The vast majority of these companies were very small: 40% were bought for less than $10 million and 80% for less than $50 million, and most had less than ten people.
Next, Evans gives us something to consider as the volume keeps rising for regulatory scrutiny against big tech:
“If Amazon buys a company with six people for $4m, was this a competitive threat - the next Zappos or Shopify - or was that company pursuing a small opportunity, or hadn’t really worked (and half of VC-backed startups fail), and was bought for a small set of technology to tuck-in, and to hire the engineers (a so-called ‘acquihire’)?
“If you can plausibly claim you have a path to build a billion-dollar company.… Why would you take $5m or $15m, especially given you probably won’t see a penny of that yourself once the investors are paid down (and they’ll be taking a loss as well)? How much do you honestly want to work at Microsoft? The decision to take the money is a signal - it probably wasn’t that kind of company.
“Of course, if you start from the presumption that these must have been ‘killer acquisitions’ then you can explain this by saying that Amazon must have squashed a much bigger business and then bought the scrap for pennies. The word ‘must’ is a tell, though - this data provides no evidence for or against that…. if you do think ‘crush and buy’ is a systemic issue, your point of intervention should probably be the point it’s being crushed, not the point it’s too late.”
When asked about big tech’s place in the economy, Pew Research found that 56% of Americans think major technology companies should be regulated more than they are now, and 68% believe they have too much power and influence in the economy.
What’s surprising is that Pew also found there is less consensus among the public for breaking up major tech companies.

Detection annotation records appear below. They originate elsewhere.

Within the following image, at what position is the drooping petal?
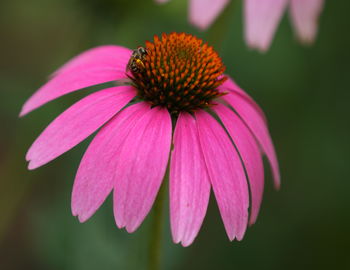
[114,107,172,233]
[72,102,150,222]
[26,86,136,169]
[244,0,288,52]
[20,46,131,116]
[195,111,249,240]
[170,113,210,246]
[222,92,280,189]
[189,0,229,30]
[290,0,324,43]
[213,104,264,224]
[218,76,267,123]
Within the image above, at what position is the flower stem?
[149,175,168,270]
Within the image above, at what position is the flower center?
[127,33,227,114]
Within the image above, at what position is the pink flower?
[156,0,324,51]
[156,0,229,30]
[21,33,280,246]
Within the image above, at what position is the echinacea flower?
[156,0,229,30]
[156,0,324,52]
[21,33,280,246]
[244,0,324,51]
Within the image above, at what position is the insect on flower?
[21,33,280,246]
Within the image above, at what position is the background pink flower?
[21,33,280,246]
[156,0,324,51]
[244,0,324,51]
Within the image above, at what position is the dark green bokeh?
[0,0,350,270]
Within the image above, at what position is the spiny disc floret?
[130,33,226,114]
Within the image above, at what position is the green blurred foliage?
[0,0,350,270]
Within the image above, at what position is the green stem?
[149,175,167,270]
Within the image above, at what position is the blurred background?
[0,0,350,270]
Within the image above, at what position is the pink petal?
[195,111,249,240]
[156,0,169,4]
[20,46,131,116]
[26,86,136,169]
[72,102,150,222]
[213,104,264,224]
[189,0,229,30]
[222,92,280,189]
[244,0,288,52]
[290,0,324,43]
[218,76,267,123]
[170,113,210,246]
[114,107,172,233]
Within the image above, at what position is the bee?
[126,47,148,73]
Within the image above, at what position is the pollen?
[128,33,227,115]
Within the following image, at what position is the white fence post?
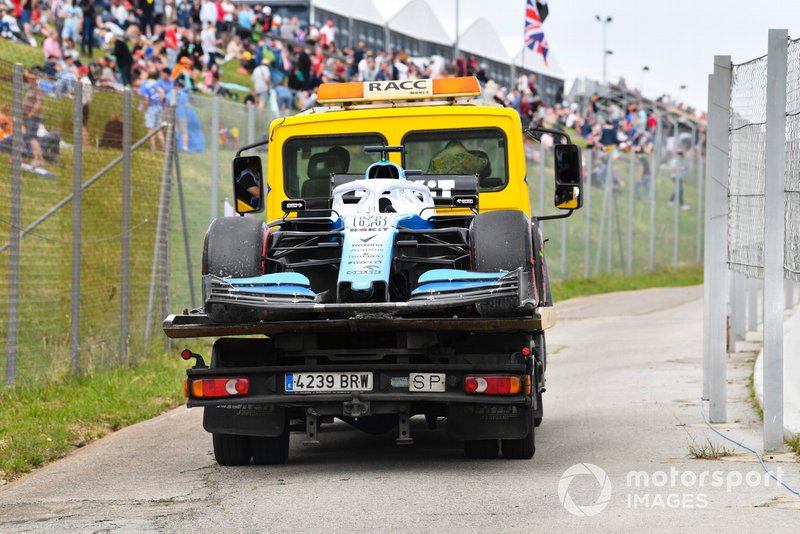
[747,278,759,332]
[730,271,747,346]
[704,56,731,423]
[763,30,789,451]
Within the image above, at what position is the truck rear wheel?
[469,210,534,317]
[502,414,536,460]
[464,439,500,460]
[212,434,252,466]
[250,434,289,465]
[203,217,267,323]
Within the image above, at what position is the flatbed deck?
[163,307,555,339]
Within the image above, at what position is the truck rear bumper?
[187,364,530,415]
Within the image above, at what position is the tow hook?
[181,349,208,369]
[342,395,369,418]
[303,408,319,446]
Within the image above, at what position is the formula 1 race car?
[203,147,539,323]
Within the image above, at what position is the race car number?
[284,372,372,393]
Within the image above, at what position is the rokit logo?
[414,180,456,198]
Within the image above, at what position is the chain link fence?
[728,57,767,278]
[0,62,703,390]
[0,61,164,385]
[526,126,704,281]
[728,40,800,281]
[784,39,800,282]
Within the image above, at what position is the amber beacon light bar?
[317,76,481,104]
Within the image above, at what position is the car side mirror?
[233,156,264,215]
[553,144,583,210]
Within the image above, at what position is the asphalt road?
[0,287,800,532]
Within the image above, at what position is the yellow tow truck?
[164,77,582,465]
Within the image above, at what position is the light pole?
[675,84,686,107]
[594,15,612,85]
[639,65,650,96]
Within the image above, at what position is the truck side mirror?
[553,144,583,210]
[233,156,264,215]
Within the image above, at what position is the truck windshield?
[403,128,508,191]
[283,134,386,198]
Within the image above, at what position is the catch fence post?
[539,142,546,227]
[672,175,683,271]
[159,100,175,350]
[209,95,219,221]
[119,87,133,365]
[625,150,636,276]
[581,148,594,278]
[69,81,83,373]
[244,102,256,145]
[692,123,703,265]
[175,151,197,309]
[6,63,22,386]
[763,30,789,451]
[704,56,731,423]
[648,111,662,272]
[747,278,758,332]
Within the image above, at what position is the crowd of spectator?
[0,0,694,196]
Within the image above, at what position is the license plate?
[408,373,445,393]
[284,372,372,393]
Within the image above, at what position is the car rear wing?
[329,172,478,206]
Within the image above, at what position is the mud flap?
[447,404,531,440]
[203,404,286,437]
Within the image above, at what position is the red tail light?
[464,375,522,395]
[192,378,250,398]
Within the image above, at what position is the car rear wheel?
[212,434,252,466]
[464,439,500,460]
[469,210,534,317]
[203,217,267,323]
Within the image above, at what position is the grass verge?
[551,266,703,302]
[0,357,186,480]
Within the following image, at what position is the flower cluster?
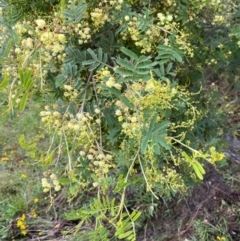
[17,214,27,236]
[42,173,61,192]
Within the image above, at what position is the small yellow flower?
[31,210,37,218]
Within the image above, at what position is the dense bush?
[0,0,240,240]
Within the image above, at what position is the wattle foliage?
[0,0,240,240]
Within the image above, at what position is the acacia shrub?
[0,0,237,240]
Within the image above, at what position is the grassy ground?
[0,79,240,241]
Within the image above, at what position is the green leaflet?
[182,151,205,180]
[120,47,138,60]
[141,135,150,154]
[19,92,28,111]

It seems many people sense we’re too far down the road and that any deconstruction of big tech would create new problems.
Thus Evans’ point is well taken. He intimates that if big tech is pushing their weight around in a way that destroys the longer-term prospects of too many startups, then early intervention might be the only answer. But reality is that the speed and scale of evolving digital technologies is overwhelming (sometimes exponentially so), which makes any timely or effective actions unlikely to happen.